Laporan: Karolus Daot-Jayapura.

Mengacu pada data statistik, Negara Kesatuan Republik Indonesia dihuni oleh dua ras terbesar yaitu ras Melanesia dan Austronesia. Ras Melanesia tersebar di wilayah Papua dengan jumlah 250 suku, sementara Austronesia 220 suku.

  Ras Austronesia ini tersebar di beberapa provinsi di Indonesia, meliputi Sumatera, terdapat 100 suku, Jawa dan Madura 20 suku, Bali dan Nusa Tenggara 30 suku, Kalimantan 40 suku dan Sulawesi 30 suku.

Selain suku, Indonesia juga memiliki 5 agama terbesar, diantaranya Islam 231 juta penduduk, Protestan 19,25 juta penduduk, Katholik 8, 25 juta penduduk Agama Hindu 4, 7 juta penduduk, dan Agama Budha 2 juta penduduk.

  Perbedaan antara suku, ras dan agama ini cukup besar. Bila kepentingannya tidak diakomodir dengan baik, maka akan memunculkan radikalitas yang bertentangan dengan paham paham ideologi negara.

  Kondisi ini menuntut satu pemahaman untuk berdiri teguh pada 4 pilar kebangsaan, meliputi NKRI, Bhineka Tunggal Ika, UUD 1945 dan Pancasila. “Kalau 4 pilar kebangsaan ini terganggu, maka negara ini akan bubar,” ujar Ibrahim Kristofol Kendi S.Sos., MPA, selaku pemateri pada PKKMB.

  Menurutnya, sikap intoleran juga akan muncul karena dipengaruhi dengan adanya kebijakan Asimetris.  Di Indonesia ada beberapa wilayah yang menganut kebijakan asimtetris,

meliputi Provinsi Aceh dan Papua menganut kebijakan otonomi khusus, kemudian Jakarta, adanya kekhususan sebagai daerah ibukota, dan Jogja sebagai daerah istimewa.

  “Kebijakan asimetris ini akan berpotensi memunculkan apa yang disebut etno politik. Etno politik juga akan mengelompokan kita dalam polarisasi yang sangat prinsip, sehingga menimbulkan radikalisme,” ujar Ibhraim.

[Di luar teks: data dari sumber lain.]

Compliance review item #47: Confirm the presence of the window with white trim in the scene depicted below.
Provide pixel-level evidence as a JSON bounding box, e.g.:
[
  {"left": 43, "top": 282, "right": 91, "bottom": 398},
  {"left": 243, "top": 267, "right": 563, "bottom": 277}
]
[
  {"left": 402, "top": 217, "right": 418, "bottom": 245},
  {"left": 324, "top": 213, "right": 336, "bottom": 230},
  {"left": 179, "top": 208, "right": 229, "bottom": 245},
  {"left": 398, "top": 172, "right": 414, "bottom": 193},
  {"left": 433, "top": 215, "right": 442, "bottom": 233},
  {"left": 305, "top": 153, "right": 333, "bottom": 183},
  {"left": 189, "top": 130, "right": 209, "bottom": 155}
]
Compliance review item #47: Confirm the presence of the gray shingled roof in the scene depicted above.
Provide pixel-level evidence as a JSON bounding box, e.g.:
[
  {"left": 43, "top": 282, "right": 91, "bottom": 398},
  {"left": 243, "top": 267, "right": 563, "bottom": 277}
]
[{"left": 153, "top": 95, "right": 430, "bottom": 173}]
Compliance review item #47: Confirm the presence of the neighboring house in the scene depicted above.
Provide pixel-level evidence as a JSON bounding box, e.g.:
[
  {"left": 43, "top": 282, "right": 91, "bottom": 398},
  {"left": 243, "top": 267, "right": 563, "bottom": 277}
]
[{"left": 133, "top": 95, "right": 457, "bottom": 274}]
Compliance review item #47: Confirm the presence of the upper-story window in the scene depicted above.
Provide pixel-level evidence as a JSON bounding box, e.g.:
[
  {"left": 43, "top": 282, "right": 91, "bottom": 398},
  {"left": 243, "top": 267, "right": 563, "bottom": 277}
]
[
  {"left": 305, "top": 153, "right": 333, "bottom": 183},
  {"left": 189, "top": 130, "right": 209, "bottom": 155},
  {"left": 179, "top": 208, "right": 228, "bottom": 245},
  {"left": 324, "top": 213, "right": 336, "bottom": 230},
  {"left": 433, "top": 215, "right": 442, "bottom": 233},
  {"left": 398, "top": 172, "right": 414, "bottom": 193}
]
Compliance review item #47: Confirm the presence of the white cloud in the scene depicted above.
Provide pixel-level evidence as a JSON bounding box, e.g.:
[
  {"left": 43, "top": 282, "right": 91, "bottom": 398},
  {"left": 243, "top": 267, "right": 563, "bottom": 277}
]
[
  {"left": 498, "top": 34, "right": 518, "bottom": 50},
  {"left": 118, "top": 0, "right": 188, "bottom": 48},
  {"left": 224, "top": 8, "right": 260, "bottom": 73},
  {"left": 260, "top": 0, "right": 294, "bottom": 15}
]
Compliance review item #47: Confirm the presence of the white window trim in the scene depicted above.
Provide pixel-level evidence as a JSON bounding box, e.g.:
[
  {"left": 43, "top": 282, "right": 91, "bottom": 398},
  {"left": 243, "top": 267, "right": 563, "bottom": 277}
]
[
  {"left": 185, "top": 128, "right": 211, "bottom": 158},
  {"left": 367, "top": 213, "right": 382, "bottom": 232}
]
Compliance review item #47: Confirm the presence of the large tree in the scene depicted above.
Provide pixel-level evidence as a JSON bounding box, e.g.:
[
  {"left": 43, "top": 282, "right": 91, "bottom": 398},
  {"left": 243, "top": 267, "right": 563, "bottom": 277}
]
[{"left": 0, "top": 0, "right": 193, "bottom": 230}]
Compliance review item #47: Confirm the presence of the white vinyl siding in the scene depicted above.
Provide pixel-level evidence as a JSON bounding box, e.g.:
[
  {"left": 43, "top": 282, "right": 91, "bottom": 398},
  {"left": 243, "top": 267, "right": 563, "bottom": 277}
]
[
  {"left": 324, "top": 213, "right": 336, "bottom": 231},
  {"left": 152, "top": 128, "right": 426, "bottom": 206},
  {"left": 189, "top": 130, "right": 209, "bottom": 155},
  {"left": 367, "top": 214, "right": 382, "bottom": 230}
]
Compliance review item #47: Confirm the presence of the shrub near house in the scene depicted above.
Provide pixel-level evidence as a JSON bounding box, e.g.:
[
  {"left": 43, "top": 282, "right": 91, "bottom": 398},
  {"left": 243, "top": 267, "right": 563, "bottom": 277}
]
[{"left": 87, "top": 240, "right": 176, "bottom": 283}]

  Di Papua pun kata dia, pengaruh kebijakan Asimetris ini cukup rentan terjadinya radikalisme. Seperti misalnya dengan adanya pemekaran Daerah Otonomo Baru (DOB), masyarakat adat Tabi-Saireri, dengan wilayah adat lain di tanah Papua saling memegang prinsip wilayah administrasi.

“Kondisi ini jika tidak di akomodir dengan baik maka akan menimbulkan sikap intolrenasi.Indonesia cukup rawan dengan kondisi ini,” tuturnya.

   Lebih lanjut Pembantu Dekan III Fisip Uncen itu menjelaskan ada beberapa faktor sehingga menyebabkan Intoleransi itu terjadi. Pertama kurangnya pendidikan dan pengetahuan. Ketidak tahuan informasi tentang agama budaya yang berbeda dapat memicu ketidak pahaman dan prasangka.

  Misalnya seseorang yang tidak mengetahui tentang agama lain, mungkin merasa cemas terhadap praktek agama tertentu. “Ada sebuah pemahaman yang muncul, lalu kita tidak mengetahui tentang keyakinan itu kemudian kita lakukan penyebaran atau intoleran,” kata Ibrahim.

   Selain pengetahuan, juga sosial dan budaya. Lingkungan sosial dan budaya dimana seseorang dibesarkan dapat mempengarui seseorang terhadap pandangan budaya orang. Hal lain penyebab intoleran karena dipengaruhi sosial dan budaya. Lingkungan sosial dan budaya di mana seseorang dibesarkan dapat memengaruhi pandangan mereka terhadap perbedaan.

  Jika seseorang tumbuh dalam lingkungan yang mengajarkan nilai-nilai eksklusivisme atau diskriminasi, mereka mungkin lebih cenderung mengadopsi sikap intoleran. “Jadi sikap intolren bisa tumbuh dimana orang itu berada,” jelas Ibrahim

   Tidak hanya itu, penyebab intoleran karena pengalaman negatif. Pengalaman buruk dengan individu atau kelompok tertentu dapat menyebabkan generalisasi negatif terhadap seluruh kelompok tersebut.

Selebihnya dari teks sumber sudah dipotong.